The creator of Claude Code echoed similar concerns, noting that indexing introduces problems around security, privacy, staleness, and reliability. Cline's blog articulates three key challenges with RAG-based approaches:[7]
-
Code doesn't think in chunks — When you chunk code for embeddings, you're tearing apart its logic. A function call might be in one chunk, its definition in another, and the critical context that explains why it exists scattered across a dozen fragments.
-
Indexes decay while code evolves — Software development moves fast. Functions get refactored, dependencies update, entire modules get rewritten. An index is a snapshot frozen in time — every merge is a potential divergence between reality and your AI's understanding.
-
Security becomes a liability — Your codebase isn't just text — it's your competitive advantage. Creating vector embeddings means creating a secondary representation of your IP that needs to be stored somewhere, doubling your security surface.

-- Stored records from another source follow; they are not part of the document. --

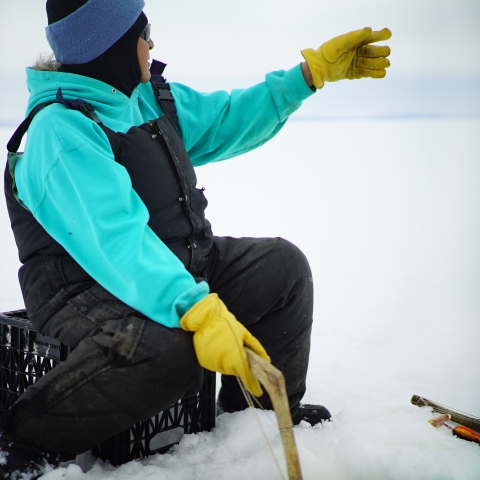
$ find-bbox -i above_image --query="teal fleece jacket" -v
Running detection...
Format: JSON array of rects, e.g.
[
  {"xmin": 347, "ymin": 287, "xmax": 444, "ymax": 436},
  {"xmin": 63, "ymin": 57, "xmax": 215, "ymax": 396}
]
[{"xmin": 15, "ymin": 66, "xmax": 313, "ymax": 328}]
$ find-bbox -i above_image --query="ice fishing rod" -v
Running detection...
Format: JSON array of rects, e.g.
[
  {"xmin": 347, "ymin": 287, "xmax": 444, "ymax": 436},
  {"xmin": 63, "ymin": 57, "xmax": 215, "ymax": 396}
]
[
  {"xmin": 245, "ymin": 347, "xmax": 302, "ymax": 480},
  {"xmin": 411, "ymin": 395, "xmax": 480, "ymax": 444}
]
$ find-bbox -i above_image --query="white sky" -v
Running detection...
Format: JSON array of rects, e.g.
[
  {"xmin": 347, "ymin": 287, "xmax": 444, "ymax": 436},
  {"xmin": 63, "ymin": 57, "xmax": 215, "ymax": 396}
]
[{"xmin": 0, "ymin": 0, "xmax": 480, "ymax": 99}]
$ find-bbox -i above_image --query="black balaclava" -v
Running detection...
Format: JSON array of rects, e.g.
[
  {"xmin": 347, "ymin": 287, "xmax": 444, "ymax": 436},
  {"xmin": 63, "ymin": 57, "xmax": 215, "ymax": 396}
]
[{"xmin": 47, "ymin": 0, "xmax": 148, "ymax": 97}]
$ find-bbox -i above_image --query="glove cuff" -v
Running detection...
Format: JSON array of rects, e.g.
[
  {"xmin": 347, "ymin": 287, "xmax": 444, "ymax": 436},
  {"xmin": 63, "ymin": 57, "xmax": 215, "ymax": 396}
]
[
  {"xmin": 301, "ymin": 48, "xmax": 324, "ymax": 90},
  {"xmin": 180, "ymin": 293, "xmax": 221, "ymax": 332}
]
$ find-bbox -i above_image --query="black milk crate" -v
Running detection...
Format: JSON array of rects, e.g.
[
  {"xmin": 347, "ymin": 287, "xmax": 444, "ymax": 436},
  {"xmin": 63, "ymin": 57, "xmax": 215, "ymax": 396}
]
[{"xmin": 0, "ymin": 310, "xmax": 215, "ymax": 465}]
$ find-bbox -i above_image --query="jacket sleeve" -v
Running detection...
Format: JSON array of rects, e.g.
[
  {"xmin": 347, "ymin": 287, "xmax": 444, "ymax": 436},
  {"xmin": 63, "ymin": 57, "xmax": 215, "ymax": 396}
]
[
  {"xmin": 140, "ymin": 65, "xmax": 313, "ymax": 166},
  {"xmin": 15, "ymin": 107, "xmax": 209, "ymax": 328}
]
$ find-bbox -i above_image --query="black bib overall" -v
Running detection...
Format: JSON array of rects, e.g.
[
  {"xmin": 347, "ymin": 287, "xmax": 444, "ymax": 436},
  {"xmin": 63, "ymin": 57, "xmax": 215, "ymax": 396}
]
[
  {"xmin": 5, "ymin": 72, "xmax": 213, "ymax": 331},
  {"xmin": 0, "ymin": 66, "xmax": 313, "ymax": 454}
]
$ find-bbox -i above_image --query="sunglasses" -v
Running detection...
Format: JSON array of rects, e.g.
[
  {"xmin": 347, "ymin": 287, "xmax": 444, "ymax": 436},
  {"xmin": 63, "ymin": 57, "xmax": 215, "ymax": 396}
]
[{"xmin": 140, "ymin": 23, "xmax": 152, "ymax": 43}]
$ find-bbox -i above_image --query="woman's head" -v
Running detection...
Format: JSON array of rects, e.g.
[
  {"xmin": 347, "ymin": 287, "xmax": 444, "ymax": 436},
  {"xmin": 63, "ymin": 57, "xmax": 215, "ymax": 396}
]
[{"xmin": 46, "ymin": 0, "xmax": 153, "ymax": 96}]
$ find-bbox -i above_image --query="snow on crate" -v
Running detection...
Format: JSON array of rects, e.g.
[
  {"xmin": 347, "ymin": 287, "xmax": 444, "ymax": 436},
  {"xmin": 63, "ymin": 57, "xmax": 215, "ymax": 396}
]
[{"xmin": 36, "ymin": 404, "xmax": 480, "ymax": 480}]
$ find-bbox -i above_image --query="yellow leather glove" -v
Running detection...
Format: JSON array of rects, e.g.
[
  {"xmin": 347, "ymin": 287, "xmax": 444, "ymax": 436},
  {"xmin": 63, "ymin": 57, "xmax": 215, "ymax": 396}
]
[
  {"xmin": 180, "ymin": 293, "xmax": 270, "ymax": 397},
  {"xmin": 302, "ymin": 27, "xmax": 392, "ymax": 88}
]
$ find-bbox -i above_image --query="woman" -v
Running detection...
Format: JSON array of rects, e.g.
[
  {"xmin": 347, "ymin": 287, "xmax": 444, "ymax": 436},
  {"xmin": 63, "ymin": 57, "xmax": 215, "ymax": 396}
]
[{"xmin": 0, "ymin": 0, "xmax": 390, "ymax": 475}]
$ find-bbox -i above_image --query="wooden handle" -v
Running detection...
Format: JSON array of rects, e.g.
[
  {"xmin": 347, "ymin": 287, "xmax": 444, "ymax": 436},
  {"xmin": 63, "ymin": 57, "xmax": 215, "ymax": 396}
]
[{"xmin": 245, "ymin": 347, "xmax": 302, "ymax": 480}]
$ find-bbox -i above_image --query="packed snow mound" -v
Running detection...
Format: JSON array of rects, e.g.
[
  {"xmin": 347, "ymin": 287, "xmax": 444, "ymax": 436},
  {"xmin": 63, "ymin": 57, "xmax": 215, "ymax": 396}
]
[{"xmin": 41, "ymin": 405, "xmax": 480, "ymax": 480}]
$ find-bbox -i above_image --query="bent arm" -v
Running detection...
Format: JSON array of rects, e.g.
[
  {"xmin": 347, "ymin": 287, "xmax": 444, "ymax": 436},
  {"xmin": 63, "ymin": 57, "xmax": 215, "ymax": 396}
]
[{"xmin": 15, "ymin": 113, "xmax": 209, "ymax": 328}]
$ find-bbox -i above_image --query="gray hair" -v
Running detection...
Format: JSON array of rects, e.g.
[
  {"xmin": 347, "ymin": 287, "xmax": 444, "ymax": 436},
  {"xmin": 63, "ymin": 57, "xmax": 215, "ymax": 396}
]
[{"xmin": 32, "ymin": 53, "xmax": 61, "ymax": 72}]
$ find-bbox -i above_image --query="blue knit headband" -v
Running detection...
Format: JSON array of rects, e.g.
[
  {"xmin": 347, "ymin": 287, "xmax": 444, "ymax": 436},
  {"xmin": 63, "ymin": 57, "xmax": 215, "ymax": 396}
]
[{"xmin": 45, "ymin": 0, "xmax": 145, "ymax": 65}]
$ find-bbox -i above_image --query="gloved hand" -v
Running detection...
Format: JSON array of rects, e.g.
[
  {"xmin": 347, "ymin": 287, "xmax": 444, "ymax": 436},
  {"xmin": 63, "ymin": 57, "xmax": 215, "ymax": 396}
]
[
  {"xmin": 302, "ymin": 27, "xmax": 392, "ymax": 88},
  {"xmin": 180, "ymin": 293, "xmax": 270, "ymax": 397}
]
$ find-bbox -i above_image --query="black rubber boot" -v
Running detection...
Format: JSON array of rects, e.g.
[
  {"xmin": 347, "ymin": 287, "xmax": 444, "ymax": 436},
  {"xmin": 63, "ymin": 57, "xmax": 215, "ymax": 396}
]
[{"xmin": 292, "ymin": 403, "xmax": 332, "ymax": 427}]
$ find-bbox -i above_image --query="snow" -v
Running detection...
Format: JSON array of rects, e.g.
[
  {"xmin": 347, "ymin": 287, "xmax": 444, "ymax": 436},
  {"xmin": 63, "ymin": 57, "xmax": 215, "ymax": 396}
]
[{"xmin": 0, "ymin": 117, "xmax": 480, "ymax": 480}]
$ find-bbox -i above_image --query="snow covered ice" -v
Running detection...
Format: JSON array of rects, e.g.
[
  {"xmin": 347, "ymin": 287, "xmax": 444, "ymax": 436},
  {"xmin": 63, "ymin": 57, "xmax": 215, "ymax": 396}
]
[{"xmin": 0, "ymin": 118, "xmax": 480, "ymax": 480}]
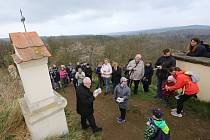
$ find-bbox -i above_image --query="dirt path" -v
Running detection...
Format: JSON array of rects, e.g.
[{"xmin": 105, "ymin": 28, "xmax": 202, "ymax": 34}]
[{"xmin": 61, "ymin": 87, "xmax": 210, "ymax": 140}]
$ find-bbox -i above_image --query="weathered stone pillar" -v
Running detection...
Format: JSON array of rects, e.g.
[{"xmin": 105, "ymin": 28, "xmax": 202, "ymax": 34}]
[{"xmin": 9, "ymin": 32, "xmax": 68, "ymax": 140}]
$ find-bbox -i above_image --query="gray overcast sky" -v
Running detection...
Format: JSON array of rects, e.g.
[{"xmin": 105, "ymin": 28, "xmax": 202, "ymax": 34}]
[{"xmin": 0, "ymin": 0, "xmax": 210, "ymax": 37}]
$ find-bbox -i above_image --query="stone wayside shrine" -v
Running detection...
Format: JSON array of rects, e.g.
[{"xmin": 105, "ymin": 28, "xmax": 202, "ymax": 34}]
[{"xmin": 9, "ymin": 32, "xmax": 68, "ymax": 140}]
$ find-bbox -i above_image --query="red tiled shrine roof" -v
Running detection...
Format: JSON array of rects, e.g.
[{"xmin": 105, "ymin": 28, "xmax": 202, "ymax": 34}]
[{"xmin": 9, "ymin": 32, "xmax": 51, "ymax": 64}]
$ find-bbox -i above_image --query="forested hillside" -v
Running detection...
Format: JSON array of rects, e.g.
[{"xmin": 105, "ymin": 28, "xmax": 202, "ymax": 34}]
[{"xmin": 0, "ymin": 32, "xmax": 210, "ymax": 67}]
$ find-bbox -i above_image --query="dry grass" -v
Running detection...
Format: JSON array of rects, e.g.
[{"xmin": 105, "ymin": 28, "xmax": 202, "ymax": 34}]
[{"xmin": 0, "ymin": 70, "xmax": 28, "ymax": 140}]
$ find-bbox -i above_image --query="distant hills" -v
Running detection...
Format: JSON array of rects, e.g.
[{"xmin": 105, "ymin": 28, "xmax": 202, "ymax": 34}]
[{"xmin": 108, "ymin": 25, "xmax": 210, "ymax": 36}]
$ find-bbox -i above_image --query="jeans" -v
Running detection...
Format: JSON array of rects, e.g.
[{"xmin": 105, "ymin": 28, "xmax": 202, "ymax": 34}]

Cursor, on the other hand, acknowledges these challenges but argues that semantic search remains valuable because of[8]:
- Faster results: Compute happens during indexing (offline) rather than at runtime, so searches are faster and cheaper
- Better accuracy: Custom-trained models retrieve more relevant results than string matching
- Fewer follow-ups: Users send fewer clarifying messages and use fewer tokens compared to grep-only search
- Conceptual matching: Find code by what it does, not just what it's named
As Cursor notes: "Agent uses both grep and semantic search together. Grep excels at finding exact patterns, while semantic search excels at finding conceptually similar code." Modern tools increasingly combine both approaches — grep for precision and semantic search for discovery. The future likely isn't one or the other, but intelligent orchestration of both.